A prescindere da tutte le altre uscite discografiche, il 2018 verrà ricordato, in ambito rock blues, come l’anno della consacrazione definitiva di Beth Hart. Non solo per le numerose uscite discografiche a suo nome (Black Coffee, terzo album in studio con Joe Bonamassa, e Front And Center Live From New York, resoconto di un concerto tenutosi all’Iridium Jazz Club, il 7 marzo del 2017), ma anche, e soprattutto, per un’attenzione mediatica mai così rilevante, tanto che in molti, anche nel nostro paese, si sono accorti della sua esistenza e della sua bravura.

Insomma, è finalmente arrivato il successo, quello su cui molti avrebbero scommesso dopo la pubblicazione del suo secondo disco, Immortal (1996), e che, invece, è tardato, almeno fino a quando la Hart non ha incominciato a esibirsi col suo pigmalione artistico, Joe Bonamassa.

Questo Live At The Royal Albert Hall (esibizione tenutasi il 4 maggio del 2018) suona, dunque, come la consacrazione definitiva di un’artista che si è conquistata, stringendo i denti e non mollando mai, nonostante un passato problematico, una fetta di audience sempre più ampia, che ha saputo ampliare nel tempo i suoi registri espressivi (non solo blues e rock, ma anche soul, jazz e una dimensione più intima e cantautoriale) e che, disco dopo disco, ha migliorato le proprie indiscutibili doti vocali, fino a giungere a un livello di perfezione assoluta.
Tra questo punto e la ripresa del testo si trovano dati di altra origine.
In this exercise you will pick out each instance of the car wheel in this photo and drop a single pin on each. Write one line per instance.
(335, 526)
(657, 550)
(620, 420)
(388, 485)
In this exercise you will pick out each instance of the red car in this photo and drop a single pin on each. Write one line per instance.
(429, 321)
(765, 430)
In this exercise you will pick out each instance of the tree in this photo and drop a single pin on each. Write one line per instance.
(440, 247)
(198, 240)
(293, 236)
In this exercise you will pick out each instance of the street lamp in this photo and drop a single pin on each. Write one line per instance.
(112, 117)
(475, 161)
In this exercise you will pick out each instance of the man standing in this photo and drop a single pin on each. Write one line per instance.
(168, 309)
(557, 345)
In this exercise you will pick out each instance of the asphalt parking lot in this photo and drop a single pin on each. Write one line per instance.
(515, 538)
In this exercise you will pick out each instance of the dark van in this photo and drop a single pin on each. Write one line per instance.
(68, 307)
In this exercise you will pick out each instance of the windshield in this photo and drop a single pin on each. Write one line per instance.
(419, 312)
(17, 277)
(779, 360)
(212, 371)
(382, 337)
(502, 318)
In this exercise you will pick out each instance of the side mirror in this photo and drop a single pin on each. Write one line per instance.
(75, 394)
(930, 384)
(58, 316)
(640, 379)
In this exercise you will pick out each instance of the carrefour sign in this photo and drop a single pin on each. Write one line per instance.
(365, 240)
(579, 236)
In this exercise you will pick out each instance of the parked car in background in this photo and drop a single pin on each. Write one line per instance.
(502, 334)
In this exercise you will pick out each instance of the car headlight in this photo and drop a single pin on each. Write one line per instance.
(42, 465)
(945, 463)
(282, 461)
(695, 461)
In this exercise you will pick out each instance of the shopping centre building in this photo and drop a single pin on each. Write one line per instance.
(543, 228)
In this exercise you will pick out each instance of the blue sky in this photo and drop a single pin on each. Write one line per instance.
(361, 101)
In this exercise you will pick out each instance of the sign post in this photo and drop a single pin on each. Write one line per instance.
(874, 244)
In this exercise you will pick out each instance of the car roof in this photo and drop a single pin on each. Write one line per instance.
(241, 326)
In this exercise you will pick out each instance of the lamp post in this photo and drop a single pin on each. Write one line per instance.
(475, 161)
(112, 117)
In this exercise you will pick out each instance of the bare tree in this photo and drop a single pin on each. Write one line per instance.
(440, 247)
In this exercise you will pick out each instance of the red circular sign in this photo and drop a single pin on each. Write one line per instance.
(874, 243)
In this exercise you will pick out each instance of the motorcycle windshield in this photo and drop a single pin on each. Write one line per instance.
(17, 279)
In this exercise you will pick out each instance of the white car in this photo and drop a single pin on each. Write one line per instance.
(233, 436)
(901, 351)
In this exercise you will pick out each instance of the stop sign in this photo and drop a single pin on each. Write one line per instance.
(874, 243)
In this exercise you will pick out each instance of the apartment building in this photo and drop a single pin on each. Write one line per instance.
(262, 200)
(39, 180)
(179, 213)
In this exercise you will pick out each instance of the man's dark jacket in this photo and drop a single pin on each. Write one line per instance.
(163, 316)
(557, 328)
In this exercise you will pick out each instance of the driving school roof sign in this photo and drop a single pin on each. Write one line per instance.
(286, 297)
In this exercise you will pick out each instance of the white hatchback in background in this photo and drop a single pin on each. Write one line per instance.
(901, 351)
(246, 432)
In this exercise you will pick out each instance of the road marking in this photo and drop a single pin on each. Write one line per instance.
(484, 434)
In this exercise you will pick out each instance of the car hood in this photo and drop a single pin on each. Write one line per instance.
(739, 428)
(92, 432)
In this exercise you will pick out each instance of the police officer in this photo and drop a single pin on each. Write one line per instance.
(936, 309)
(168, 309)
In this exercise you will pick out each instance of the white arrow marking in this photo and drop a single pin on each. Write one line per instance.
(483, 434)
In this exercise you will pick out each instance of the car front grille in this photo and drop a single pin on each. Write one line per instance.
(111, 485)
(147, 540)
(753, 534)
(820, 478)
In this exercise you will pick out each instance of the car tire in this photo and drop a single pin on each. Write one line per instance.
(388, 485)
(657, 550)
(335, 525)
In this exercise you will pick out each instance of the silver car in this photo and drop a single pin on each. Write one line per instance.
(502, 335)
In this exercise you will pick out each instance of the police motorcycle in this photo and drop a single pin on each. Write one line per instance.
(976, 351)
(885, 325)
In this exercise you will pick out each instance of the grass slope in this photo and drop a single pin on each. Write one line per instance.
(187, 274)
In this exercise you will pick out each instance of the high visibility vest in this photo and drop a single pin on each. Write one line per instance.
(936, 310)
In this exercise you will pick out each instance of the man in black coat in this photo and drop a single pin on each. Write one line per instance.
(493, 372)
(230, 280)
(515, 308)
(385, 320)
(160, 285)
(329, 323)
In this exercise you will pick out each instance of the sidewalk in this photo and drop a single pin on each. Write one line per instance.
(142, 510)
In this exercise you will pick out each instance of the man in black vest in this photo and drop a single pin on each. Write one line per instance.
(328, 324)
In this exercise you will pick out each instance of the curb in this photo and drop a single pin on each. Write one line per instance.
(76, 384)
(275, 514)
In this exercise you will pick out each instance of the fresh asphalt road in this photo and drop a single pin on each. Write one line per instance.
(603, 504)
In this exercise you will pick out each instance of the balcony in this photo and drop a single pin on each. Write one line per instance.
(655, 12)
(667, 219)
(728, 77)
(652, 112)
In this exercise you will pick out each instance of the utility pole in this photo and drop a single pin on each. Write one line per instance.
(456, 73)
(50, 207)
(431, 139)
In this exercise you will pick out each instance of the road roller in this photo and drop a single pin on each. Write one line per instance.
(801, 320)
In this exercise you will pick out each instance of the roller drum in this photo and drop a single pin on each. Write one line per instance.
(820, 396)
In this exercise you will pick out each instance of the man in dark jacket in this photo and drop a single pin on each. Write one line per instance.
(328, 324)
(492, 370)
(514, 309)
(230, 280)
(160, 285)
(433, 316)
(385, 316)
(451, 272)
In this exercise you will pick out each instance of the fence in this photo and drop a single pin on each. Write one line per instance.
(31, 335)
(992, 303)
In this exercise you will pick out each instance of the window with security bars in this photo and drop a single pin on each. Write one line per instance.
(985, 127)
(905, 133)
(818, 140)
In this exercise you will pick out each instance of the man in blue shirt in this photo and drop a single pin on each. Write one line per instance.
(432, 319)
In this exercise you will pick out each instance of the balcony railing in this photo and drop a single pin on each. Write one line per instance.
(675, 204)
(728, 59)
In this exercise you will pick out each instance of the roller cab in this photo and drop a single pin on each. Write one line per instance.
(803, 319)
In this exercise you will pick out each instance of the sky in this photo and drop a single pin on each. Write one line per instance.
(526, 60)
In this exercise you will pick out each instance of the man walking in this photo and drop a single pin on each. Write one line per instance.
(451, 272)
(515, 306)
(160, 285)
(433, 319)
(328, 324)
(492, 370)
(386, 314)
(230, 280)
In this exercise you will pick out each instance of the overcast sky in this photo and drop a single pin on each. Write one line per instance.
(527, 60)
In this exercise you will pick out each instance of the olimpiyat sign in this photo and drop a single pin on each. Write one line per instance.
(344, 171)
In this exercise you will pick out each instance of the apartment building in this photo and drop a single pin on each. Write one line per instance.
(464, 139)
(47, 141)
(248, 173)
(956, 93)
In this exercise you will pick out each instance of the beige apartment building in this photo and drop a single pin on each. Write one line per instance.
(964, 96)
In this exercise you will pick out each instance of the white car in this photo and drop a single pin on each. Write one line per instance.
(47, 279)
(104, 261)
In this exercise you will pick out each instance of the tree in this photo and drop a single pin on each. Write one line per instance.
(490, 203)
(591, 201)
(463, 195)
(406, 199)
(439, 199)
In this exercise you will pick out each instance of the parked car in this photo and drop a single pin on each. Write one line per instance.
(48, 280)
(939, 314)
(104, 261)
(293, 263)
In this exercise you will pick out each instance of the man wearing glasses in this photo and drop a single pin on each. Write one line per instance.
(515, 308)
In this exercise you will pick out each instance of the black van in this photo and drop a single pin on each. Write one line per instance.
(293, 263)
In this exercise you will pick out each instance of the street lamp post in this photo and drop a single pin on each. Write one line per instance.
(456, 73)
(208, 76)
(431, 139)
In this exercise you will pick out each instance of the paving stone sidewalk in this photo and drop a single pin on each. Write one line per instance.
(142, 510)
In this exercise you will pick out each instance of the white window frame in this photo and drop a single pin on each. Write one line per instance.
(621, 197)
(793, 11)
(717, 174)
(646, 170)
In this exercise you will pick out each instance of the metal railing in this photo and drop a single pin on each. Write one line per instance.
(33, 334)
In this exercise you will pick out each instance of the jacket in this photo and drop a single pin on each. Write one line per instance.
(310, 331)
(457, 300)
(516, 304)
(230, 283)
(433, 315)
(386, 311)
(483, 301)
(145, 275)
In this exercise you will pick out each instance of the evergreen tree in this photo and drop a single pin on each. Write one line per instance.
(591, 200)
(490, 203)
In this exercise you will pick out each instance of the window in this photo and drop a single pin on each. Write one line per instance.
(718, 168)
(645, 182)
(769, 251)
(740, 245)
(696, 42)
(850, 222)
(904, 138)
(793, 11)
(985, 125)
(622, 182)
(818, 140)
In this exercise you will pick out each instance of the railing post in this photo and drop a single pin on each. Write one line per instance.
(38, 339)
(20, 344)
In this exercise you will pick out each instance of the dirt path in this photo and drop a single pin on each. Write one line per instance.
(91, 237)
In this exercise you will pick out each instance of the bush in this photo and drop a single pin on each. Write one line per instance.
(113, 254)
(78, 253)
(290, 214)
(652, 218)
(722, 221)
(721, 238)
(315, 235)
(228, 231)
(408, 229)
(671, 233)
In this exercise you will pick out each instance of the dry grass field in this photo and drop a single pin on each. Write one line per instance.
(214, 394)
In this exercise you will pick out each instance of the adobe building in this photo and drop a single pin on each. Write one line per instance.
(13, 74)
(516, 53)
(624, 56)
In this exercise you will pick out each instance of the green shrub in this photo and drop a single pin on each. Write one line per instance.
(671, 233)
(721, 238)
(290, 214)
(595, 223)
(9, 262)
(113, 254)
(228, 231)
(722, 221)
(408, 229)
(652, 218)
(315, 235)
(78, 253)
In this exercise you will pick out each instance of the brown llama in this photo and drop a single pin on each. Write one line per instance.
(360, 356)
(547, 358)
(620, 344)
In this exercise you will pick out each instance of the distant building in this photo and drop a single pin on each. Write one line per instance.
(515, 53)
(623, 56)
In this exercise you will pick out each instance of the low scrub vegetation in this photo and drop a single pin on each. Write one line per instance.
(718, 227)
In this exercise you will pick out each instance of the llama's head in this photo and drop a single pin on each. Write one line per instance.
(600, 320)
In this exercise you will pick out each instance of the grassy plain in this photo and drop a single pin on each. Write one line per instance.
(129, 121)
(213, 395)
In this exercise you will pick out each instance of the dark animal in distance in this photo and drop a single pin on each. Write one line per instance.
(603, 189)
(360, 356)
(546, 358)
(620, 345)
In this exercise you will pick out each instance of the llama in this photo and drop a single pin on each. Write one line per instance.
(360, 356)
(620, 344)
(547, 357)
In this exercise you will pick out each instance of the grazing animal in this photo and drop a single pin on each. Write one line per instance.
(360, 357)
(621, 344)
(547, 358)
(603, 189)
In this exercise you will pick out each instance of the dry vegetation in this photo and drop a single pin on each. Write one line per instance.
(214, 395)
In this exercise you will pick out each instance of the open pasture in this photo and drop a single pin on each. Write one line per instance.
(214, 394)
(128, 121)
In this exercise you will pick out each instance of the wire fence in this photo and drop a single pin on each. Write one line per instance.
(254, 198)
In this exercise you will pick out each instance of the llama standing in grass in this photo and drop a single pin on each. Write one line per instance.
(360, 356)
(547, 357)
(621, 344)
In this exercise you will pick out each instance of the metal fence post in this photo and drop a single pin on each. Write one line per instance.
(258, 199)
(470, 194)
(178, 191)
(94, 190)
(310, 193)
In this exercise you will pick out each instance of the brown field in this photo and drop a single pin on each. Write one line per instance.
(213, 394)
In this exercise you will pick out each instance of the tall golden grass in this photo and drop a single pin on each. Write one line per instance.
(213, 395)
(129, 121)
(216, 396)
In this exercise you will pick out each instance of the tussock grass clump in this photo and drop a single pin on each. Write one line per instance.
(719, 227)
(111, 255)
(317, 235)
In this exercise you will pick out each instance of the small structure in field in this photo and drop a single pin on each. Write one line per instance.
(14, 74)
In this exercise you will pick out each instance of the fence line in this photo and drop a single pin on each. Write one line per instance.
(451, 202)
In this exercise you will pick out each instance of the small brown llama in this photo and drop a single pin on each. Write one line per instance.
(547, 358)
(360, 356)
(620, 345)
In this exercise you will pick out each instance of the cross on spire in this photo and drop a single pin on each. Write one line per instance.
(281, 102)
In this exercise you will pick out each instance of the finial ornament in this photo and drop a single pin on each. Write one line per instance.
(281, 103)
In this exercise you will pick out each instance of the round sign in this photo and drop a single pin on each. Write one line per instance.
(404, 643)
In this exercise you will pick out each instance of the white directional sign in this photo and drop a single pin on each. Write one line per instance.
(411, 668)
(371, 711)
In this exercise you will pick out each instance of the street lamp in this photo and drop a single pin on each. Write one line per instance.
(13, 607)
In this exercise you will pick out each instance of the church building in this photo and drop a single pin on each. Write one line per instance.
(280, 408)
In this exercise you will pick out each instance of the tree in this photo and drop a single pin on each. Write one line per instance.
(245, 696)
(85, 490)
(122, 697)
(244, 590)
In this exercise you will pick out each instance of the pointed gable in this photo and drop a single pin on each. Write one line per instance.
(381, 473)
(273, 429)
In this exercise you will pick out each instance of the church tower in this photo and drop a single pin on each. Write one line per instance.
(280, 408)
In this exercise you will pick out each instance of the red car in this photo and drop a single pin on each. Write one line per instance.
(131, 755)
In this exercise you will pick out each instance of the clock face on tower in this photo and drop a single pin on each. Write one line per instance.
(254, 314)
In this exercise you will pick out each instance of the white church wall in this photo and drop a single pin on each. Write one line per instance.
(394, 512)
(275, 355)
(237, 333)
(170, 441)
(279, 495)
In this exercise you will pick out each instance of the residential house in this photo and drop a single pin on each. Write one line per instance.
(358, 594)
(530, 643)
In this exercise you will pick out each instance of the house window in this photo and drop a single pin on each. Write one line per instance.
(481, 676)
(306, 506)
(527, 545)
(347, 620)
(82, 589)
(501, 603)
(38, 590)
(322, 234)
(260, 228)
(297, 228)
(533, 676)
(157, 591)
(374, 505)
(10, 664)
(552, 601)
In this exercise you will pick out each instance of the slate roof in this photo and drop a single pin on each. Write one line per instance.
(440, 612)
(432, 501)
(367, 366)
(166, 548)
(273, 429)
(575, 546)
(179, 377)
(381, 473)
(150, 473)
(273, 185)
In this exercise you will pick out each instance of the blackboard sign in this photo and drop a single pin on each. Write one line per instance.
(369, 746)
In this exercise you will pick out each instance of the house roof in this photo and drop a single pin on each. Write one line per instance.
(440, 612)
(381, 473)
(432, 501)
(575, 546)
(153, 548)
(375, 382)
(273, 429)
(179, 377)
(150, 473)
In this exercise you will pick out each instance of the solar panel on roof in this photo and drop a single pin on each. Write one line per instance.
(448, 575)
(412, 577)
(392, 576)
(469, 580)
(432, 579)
Difficile, dunque, non innamorarsi di questi due cd (e relativo dvd), in cui Beth Hart dimostra di essere non solo abile songwriter ed inarrivabile interprete ma, anche, un’incredibile performer. Un live act senza un solo momento di stanca, quindi, in cui la Hart vive quasi un processo osmotico col suo pubblico, con cui dialoga e gigioneggia, dando vita a divertentissimi call and response, e in cui la caratura tecnica dell’esibizione (backing band da urlo con Jon Nichols alla chitarra, Bob Marinelli al basso e Bill Ramson alla batteria) viene fagocitata dal carisma e dalla passionalità della cantante losangelina.

Che non risparmia energie, dando tutto fino all’ultima stilla di sudore, e che si mette a nudo, nella sua femminile fragilità, commuovendosi alle lacrime quando dedica al suo manager e marito, Scott Guetzkow, un’intensa e struggente Leave The Light On (per inciso, Scott è stato l’uomo che ha salvato Beth dalla dipendenza dalla droga, aiutandola anche a curarsi da alcuni importanti disordini bipolari).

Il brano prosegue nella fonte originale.